Equatorial regions still have a significantly lower case and death count. Poorer reporting could be partially involved, but can’t describe this big of a difference. Surprised this isn’t discussed more.

COVID-19 Cases/Deaths per 1000 persons by Latitude – 2/11/2

COVID-19: Is the Winter Outbreak Over?

Around the end of January I posted this table and about half or less of the states were showing deceleration of their COVID case growth rates. This could be seen in the dIROC_confirmed column where negative numbers are deceleration and positive numbers are acceleration. Now, about 12 days later, every state has negative growth acceleration and the overall growth rate numbers are much lower. This happened very quickly. You can see that Arizona — who had the largest growth rate in the country as of 1/31 — now is much lower and has the largest deceleration number in the US.
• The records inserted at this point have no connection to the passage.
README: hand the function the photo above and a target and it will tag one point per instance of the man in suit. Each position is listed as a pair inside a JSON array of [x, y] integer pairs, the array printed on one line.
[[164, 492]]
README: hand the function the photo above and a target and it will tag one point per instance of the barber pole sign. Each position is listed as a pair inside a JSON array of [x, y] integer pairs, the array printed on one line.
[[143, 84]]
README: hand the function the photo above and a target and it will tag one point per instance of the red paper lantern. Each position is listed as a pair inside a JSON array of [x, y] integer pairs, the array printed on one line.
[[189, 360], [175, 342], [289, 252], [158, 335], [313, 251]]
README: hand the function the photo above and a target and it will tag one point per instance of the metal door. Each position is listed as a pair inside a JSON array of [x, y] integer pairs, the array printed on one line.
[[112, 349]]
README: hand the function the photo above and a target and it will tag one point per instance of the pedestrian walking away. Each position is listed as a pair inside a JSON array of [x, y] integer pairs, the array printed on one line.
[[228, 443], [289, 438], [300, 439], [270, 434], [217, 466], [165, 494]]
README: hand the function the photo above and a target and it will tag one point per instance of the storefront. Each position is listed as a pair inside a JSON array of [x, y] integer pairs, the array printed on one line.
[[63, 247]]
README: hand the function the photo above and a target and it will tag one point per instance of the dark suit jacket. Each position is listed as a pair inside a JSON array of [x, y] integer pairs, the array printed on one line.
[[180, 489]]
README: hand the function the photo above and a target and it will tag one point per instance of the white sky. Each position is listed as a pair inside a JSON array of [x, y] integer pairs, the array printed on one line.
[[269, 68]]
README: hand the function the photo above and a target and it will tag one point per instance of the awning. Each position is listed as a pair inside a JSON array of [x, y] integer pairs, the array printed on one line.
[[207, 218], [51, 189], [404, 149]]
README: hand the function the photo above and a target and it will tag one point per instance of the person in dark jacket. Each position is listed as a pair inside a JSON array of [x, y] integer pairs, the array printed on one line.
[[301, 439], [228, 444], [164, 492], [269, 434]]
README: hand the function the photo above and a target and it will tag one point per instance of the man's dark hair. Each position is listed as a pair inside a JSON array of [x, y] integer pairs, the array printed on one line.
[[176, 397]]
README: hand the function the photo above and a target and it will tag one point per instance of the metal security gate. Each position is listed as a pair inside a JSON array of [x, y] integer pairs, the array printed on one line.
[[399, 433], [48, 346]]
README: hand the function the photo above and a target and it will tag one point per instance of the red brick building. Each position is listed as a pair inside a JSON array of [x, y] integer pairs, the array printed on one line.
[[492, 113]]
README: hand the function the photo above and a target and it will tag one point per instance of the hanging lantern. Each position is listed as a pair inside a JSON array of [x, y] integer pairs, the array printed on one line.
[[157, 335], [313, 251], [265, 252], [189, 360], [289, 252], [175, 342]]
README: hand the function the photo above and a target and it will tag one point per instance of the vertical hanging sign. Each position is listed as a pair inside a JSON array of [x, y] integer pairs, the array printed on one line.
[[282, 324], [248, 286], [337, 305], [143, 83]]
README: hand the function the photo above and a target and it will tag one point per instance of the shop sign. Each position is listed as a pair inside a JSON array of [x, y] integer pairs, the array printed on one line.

As winter weather patterns still differ across the US, I’m curious if this reflects growing numbers of COVID vaccinations

COVID-19 Data by State – 2/11/21

Below are the Arizona numbers by county. One interesting point to note is that Maricopa County has a higher deceleration number and a lower overall case growth rate than Pima County. This is counter-intuitive because Pima County has enforced much more restrictive COVID policies during the entire outbreak. I have heard (but haven’t researched) that vaccines are easier to get in Maricopa County due to a more efficient rollout by their County Medical Office. Perhaps this is reflected in these numbers?